First of all WELCOME to our family forum Le Le! Your post was right on target, and I am glad that an actual teacher put some insight into what is up with those kids! and...one more thing...the custodian?! Screw the talking to, he is lucky he lives so far, or I would have him pay a nice little "visit" with me out back!
Hugs, Kari
 
Dear Brooksea~ Hey, girl. I've been thinking about you and just read your post. I am so sorry. My daughter is in high school and there are still some kids that call us freaks. It can be pretty pathetic.

As a former elementary and middle school teacher, I highly agree with LE LE about the meeting. Include the principal, teachers, counselor and coach(es). You might take in lists of websites or journals they could use for research for themselves. I would also have them all sign in at the meeting and I would document what the meeting consists of. I believe in a paper trail if there is ever a need for it. That way you will have documentation in case certain children should continue to harshly tease your son.

I know this may sound a bit extreme to you. At least take notes of the meeting and list individuals in attendance for further reference. I hope I've helped. If you would like to visit, send me a message. Hugs to you, Jacque
 
Hey, your son is in elementary school, isn't he? Could the teacher perhaps do a short sports unit or baseball unit and include Lou Gehrig? There is a great book that was a medal winner a few years ago I used with 5th graders to introduce the illness when hubby was diagnosed. I'll keep thinking...
 
Actually Jacque, I think that is a great idea about teaching the kids about Lou Gehrig! Good thinking!
Hugs, B-bear
 
CJ..my instant reaction was those horrible children. My defensive protective side instantly popped into my head. I dread if and when this happens with my children. I have had the teachers prepare the classroom if Andrew is to attend. I am so proud of your husband attending the events. My hubby has really withdrawn from those type of activities. When he would go the teacher would explain to the classroom about the illness..kindness..tolerance..all that good stuff. Although painful for us as parents...our children are going to grow up to be kind and compassionate people. I often feel frustrated that this is their childhood experience. But, they love their Dad more than anything..and that is all that matters. Thinking of you and your families!
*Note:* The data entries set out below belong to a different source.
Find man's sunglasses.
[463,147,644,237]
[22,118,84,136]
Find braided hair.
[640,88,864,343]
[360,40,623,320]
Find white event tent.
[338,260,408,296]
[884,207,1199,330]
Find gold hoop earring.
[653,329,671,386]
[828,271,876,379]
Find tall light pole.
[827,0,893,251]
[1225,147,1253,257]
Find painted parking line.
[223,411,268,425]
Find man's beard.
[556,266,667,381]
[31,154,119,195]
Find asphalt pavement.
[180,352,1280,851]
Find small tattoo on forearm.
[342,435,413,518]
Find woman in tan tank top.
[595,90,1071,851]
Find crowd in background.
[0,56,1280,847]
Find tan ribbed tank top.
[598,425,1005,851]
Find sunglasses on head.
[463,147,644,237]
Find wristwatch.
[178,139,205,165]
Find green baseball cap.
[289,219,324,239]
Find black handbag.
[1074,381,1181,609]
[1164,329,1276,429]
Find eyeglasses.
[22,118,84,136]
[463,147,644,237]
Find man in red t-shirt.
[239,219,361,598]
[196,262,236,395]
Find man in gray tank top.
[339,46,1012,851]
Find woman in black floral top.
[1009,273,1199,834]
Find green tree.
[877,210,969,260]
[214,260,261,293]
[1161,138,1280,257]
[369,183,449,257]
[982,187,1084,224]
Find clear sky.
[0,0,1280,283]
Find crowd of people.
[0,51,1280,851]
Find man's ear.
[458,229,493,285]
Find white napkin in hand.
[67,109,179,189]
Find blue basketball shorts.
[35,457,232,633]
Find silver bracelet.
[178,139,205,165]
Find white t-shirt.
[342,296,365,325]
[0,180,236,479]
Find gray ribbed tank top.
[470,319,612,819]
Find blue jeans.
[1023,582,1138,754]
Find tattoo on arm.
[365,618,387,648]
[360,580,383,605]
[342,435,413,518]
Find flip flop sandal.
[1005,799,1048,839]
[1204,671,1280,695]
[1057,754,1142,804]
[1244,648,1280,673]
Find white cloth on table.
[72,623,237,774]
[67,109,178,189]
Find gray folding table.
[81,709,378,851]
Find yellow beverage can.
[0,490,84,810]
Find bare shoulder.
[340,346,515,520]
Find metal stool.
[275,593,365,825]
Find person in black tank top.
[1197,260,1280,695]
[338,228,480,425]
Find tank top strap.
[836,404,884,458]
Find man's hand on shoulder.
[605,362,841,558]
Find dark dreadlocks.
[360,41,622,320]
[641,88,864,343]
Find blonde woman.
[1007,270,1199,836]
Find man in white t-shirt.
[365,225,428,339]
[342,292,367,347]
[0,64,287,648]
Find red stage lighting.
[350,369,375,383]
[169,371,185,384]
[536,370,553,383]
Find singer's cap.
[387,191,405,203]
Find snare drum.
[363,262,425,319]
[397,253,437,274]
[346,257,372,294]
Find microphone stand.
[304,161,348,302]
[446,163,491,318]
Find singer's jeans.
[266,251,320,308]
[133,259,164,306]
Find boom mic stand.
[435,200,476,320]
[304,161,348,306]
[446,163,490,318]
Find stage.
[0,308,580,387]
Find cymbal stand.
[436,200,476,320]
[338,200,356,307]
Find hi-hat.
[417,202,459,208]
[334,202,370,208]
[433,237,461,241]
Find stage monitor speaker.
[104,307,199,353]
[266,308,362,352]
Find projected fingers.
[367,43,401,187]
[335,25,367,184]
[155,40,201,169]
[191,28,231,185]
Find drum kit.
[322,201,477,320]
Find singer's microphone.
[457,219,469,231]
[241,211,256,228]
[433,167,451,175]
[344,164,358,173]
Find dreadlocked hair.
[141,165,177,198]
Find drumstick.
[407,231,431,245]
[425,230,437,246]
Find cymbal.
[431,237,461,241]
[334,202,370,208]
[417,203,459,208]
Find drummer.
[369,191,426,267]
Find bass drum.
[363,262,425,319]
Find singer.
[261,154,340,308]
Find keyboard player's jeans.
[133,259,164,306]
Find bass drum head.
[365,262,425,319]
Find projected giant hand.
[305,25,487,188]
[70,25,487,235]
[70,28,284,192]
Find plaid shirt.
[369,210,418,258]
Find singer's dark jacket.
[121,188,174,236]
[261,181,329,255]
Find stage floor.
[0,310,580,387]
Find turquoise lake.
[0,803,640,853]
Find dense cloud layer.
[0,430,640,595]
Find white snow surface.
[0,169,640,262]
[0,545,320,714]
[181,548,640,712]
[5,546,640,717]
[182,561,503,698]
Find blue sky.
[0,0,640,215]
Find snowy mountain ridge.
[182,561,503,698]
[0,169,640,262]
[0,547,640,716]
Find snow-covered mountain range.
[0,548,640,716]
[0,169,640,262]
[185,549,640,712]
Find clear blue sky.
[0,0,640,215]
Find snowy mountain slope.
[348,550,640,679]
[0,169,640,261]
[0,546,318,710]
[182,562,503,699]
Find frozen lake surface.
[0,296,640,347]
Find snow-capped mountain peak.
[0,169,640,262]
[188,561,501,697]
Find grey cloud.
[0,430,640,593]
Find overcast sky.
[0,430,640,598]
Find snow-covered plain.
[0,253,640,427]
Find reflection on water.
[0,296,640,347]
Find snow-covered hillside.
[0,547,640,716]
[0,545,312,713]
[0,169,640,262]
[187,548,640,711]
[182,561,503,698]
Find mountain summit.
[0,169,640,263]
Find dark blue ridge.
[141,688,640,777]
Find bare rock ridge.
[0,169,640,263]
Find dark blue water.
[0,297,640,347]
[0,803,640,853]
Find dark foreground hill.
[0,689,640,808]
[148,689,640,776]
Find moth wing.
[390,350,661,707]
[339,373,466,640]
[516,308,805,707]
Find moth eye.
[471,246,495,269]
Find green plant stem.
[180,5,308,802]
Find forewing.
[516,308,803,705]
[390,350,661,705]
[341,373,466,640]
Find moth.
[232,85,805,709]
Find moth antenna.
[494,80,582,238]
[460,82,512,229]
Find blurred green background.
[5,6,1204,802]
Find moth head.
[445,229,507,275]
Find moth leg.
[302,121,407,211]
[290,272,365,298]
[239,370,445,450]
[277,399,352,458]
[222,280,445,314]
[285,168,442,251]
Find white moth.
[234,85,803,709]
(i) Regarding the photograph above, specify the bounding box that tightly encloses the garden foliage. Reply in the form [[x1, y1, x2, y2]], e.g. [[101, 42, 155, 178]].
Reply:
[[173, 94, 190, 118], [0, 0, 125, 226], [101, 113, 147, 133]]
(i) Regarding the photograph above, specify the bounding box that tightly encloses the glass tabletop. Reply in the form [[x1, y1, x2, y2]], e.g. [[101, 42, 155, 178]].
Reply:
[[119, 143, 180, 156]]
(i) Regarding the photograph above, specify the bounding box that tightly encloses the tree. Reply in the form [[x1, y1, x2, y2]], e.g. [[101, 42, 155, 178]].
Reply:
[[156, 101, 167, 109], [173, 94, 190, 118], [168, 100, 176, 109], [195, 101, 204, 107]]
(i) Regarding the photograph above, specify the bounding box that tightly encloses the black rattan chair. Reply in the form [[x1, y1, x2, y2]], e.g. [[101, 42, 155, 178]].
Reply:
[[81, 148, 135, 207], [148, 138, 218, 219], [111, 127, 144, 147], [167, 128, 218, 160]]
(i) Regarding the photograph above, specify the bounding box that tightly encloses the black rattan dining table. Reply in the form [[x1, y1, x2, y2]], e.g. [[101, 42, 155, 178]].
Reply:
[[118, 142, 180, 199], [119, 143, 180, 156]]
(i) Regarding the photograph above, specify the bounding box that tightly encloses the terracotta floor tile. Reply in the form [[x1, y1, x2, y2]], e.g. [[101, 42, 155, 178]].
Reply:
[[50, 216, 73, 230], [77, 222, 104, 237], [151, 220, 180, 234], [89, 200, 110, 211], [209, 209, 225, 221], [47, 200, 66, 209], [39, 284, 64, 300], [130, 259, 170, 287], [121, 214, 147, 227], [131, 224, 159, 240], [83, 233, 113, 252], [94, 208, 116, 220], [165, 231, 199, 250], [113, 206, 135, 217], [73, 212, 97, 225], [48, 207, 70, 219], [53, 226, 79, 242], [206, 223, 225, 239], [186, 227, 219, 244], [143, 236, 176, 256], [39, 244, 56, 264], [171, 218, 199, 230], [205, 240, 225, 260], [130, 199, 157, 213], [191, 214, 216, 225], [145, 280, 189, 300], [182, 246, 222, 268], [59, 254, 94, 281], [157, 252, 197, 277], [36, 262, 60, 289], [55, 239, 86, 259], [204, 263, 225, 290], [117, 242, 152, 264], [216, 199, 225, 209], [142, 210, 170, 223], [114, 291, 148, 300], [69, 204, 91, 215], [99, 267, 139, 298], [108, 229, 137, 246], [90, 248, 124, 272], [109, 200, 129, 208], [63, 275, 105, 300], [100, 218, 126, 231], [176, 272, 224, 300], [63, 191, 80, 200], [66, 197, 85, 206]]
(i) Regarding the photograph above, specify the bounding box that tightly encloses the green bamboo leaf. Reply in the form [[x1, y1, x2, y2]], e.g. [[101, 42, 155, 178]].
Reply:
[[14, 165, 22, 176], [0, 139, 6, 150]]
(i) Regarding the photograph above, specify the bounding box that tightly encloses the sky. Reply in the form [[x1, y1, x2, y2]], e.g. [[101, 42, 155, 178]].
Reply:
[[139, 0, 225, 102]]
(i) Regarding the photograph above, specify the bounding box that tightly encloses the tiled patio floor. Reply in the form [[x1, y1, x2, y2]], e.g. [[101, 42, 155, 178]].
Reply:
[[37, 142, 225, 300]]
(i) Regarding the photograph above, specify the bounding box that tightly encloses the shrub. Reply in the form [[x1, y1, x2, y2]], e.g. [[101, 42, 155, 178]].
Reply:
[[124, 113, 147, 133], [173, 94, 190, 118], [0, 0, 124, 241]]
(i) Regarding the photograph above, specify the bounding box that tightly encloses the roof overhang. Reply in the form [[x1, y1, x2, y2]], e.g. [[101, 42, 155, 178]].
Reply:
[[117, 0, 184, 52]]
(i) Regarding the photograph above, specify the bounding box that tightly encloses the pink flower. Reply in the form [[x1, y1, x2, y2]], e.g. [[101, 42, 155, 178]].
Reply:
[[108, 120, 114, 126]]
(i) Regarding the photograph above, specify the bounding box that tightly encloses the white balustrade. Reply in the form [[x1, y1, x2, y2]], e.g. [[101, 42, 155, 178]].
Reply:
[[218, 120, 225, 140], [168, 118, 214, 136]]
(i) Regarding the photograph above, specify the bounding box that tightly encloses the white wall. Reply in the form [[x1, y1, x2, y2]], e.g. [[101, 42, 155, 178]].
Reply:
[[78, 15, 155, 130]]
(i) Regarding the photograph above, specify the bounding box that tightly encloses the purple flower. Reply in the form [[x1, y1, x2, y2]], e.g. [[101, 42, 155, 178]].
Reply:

ps- I like Hopeful Warriors idea about the Lou Gherig lesson
I am trying to convince my hubby to go into school and show the kids how he uses the eyemax system. I think kids would be amazed that the boys Daddy can talk with the blink of his eye!
Time for coffee...lots of coffee...bring it on Friday!
 
CJ I am so upset for your little guy and all the other kids that have to deal with this. Other kids can be so cruel. I loved Le Le's suggestion of setting up discussion with your son's class regarding ALS and hopeful warrior's addition of Lou Gehrig. If just one of those kids developed compassion and supported your son, it would be worth it.
Thinking of you guys.
 
CJ.
My heart broke when I read your post. It usually takes one bully (usually with his own insecurity issues) and the rest will follow in order to stay with the group that doesn't get picked on. I don't think some children learn compassion at home. It sucks that you have to deal with this along with everything else. I love the idea of educating the school. Perhaps an assembly where a film could be shown. And definitely teach them about Lou Gehrig. I also love the idea of an ALS fundraiser and make sure those brats have key roles. The school counselor should be of help with this. My thoughts are with you and your family.